All this points to an underlying problem which is that nobody knows how the internet works. You have digital marketers who pay their rent by pretending to be experts in the tech space yet cannot articulate the processes underlying the data they hang their hats on. The fact of the matter is that any platform, whether it be digital, print, television, or in-person, comes with unresolvable ambiguity.
Sure, Nielson will give you an estimate of how many people watched NCIS last week but they can’t tell you whether or not they actually saw a given ad, cared to pay attention, or were just drunk on the couch. Ultimately, the data used for advertising purposes is a defensible guess given a laundry list of caveats. No one – at least no one should – imagines that Nielson ratings are scientifically precise. Instead, they are relatively agreeable. It might be shit, but it’s industry-recognized shit.
The problem with digital platforms is that they provide a false sense of precision and accuracy. GA gives you a particular picture of user activity. It filters out the less believable aspects, but it’s a best guess using algorithmic approaches. Similarly, walled platforms know that they have advertisers’ balls in a vise grip. “You want access to our audience? Okay, but you’re going to pay what we tell you to.” It’s the equivalent of paying a carpenter to build you an up-to-code house but not being able to send an inspector in to confirm compliance.
All this might seem trivial – it is just digital marketing – but worldwide companies spend upwards of $ 180 billion a year on this shit in the US alone. It’s a big fucking industry. And for what? Numbers that are too precise to be accurate and metrics too vague to be meaningful.
The peak absurdity of this situation was exhibited by a senior partner at a major marketing agency who came across my LinkedIn feed. Long story short someone had put out a white paper comparing marketing spend changes and share price movements. Admittedly, not a great comparison given inefficiencies in market dynamics and ulterior drivers of share price outside of sales. Not to mention that marketing efforts can have long tail lag times. However, it’s not entirely ridiculous to expect that [assuming reasonable quality] more marketing efforts should lead to an increase in sales which – in one form or another – should lead to a higher share price.
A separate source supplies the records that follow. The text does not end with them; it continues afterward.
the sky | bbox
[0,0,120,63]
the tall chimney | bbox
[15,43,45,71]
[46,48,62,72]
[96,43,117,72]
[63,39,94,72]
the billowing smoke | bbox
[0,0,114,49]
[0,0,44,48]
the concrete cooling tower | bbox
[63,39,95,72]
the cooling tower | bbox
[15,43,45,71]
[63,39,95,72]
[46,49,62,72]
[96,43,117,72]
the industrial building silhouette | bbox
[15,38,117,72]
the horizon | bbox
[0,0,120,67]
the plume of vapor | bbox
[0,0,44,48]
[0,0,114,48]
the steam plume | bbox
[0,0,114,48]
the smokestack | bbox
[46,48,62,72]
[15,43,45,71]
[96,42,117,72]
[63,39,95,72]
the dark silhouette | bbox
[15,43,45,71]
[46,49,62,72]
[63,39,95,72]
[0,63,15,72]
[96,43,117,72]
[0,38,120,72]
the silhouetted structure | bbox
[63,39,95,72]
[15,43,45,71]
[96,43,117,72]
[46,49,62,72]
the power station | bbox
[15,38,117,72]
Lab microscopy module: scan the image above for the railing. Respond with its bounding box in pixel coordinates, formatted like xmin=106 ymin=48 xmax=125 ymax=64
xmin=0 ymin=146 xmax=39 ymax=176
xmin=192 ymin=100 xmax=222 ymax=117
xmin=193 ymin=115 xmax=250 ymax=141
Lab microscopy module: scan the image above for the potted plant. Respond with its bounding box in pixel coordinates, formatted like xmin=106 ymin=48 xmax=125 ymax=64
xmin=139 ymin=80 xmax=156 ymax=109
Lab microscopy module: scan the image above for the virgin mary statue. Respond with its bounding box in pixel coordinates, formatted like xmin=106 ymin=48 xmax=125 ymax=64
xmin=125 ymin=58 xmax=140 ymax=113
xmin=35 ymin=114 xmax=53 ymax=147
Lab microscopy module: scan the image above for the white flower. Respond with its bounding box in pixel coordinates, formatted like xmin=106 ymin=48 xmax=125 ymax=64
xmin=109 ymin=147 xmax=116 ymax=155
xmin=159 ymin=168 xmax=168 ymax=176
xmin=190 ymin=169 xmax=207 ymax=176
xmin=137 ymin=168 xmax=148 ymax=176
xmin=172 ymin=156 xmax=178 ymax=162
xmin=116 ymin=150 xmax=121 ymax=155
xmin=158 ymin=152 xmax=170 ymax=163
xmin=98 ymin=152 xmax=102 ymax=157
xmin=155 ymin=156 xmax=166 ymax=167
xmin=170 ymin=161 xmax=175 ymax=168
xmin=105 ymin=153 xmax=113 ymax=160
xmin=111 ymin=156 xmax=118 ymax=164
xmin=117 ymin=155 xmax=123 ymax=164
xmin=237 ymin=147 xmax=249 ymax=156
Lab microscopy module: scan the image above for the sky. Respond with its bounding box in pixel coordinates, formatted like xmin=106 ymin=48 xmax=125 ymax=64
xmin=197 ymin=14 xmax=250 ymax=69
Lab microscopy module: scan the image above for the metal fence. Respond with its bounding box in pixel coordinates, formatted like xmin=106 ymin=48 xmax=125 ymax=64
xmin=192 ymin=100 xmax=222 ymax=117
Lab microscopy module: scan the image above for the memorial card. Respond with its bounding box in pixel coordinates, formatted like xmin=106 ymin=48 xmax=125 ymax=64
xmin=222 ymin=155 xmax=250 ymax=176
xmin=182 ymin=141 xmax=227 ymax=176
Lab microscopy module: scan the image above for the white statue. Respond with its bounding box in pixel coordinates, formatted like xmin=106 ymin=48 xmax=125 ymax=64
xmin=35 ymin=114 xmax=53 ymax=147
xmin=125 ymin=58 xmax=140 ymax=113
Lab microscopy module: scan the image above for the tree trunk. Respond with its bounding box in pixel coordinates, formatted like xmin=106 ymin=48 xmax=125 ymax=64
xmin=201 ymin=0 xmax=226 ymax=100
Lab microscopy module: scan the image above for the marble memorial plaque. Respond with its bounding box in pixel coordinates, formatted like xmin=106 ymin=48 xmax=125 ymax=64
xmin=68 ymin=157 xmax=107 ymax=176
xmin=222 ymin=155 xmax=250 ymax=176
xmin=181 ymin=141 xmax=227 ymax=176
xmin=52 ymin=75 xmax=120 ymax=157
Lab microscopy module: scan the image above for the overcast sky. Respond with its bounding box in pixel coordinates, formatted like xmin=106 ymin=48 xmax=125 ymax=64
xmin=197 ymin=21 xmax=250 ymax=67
Instead of taking the work for what it was the marketing partner railed about how the role of a marketer was to engage an audience, shape a corporate brand, and capture mindshare in the marketplace as opposed to drive sales and thereby boost a share price. What the partner had deluded themselves into believing was that marketing exists for its own sake and its own metrics. For this person, so long as the ‘objective and scientific’ engagement data looks good, then marketing has done its job. Call me crazy, but I can’t pay my rent with engagement data.
I’ve been told that I should include tangible takeaways in these pieces. Insofar as there is one here it is that you should pay your salespeople handsomely for performance and treat the marketing team as second stringers too scared to get their hands dirty in the business of making the money that facilitates their lifestyles.